Section 1861(s)(2)(iii) of the Act requires the Secretary to establish the conditions that home infusion therapy suppliers must meet in order to participate in the Medicare program and which are considered necessary to ensure the health and safety of patients.
As used in §§ 486.520 and 486.525:
Applicable provider means a physician, a nurse practitioner, and a physician assistant.
Home means a place of residence used as the home of an individual, including an institution that is used as a home. An institution that is used as a home may not be a hospital, CAH, or SNF as defined in section 1861(e)(1), 1861(mm)(1), or 1819(a)(1) of the Act, respectively.
Home infusion drug means a parental drug or biological administered intravenously, or subcutaneously for an administration period of 15 minutes or more, in the home of an individual through a pump that is an item of durable medical equipment. The term does not include insulin pump systems or a self-administered drug or biological on a self-administered drug exclusion list.
Infusion drug administration calendar day means the day on which home infusion therapy services are furnished by skilled professionals in the individual's home on the day of infusion drug administration. The skilled services provided on such day must be so inherently complex that they can only be safely and effectively performed by, or under the supervision of, professional or technical personnel.
Qualified home infusion therapy supplier means a supplier of home infusion therapy that meets the all of the following criteria which are set forth at section 1861(iii)(3)(D)(i) of the Act:
(1) Furnishes infusion therapy to individuals with acute or chronic conditions requiring administration of home infusion drugs.
(2) Ensures the safe and effective provision and administration of home infusion therapy on a 7-day-a-week, 24-hour-a-day basis.
(3) Is accredited by an organization designated by the Secretary in accordance with section 1834(u)(5) of the Act.
(4) Meets such other requirements as the Secretary determines appropriate.
[83 FR 56630, Nov. 13, 2018, as amended at 84 FR 60646, Nov. 8, 2019]
The qualified home infusion therapy supplier ensures the following:
(a) All patients must be under the care of an applicable provider.

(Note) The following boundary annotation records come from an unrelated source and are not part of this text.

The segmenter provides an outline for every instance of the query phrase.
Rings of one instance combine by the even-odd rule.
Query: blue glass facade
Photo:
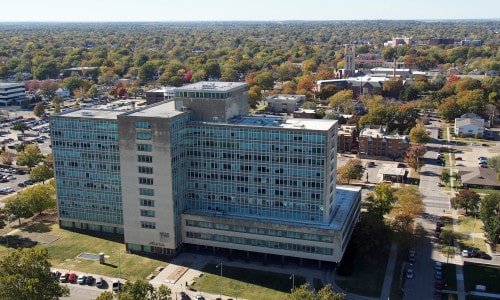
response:
[[[116,120],[54,116],[51,137],[61,224],[123,233]]]
[[[190,124],[189,208],[323,223],[326,139],[324,131]]]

(b) All patients must have a plan of care established by a physician that prescribes the type, amount, and duration of the home infusion therapy services that are to be furnished.
(c) The plan of care for each patient must be periodically reviewed by the physician.
(a) The qualified home infusion therapy supplier must provide the following services on a 7-day-a-week, 24-hour-a-day basis in accordance with the plan of care:
(1) Professional services, including nursing services.
(2) Patient training and education not otherwise paid for as durable medical equipment as described in § 424.57(c)(12) of this chapter.
(3) Remote monitoring and monitoring services for the provision of home infusion therapy services and home infusion drugs.
(b) All home infusion therapy suppliers must provide home infusion therapy services in accordance with nationally recognized standards of practice, and in accordance with all applicable state and federal laws and regulations.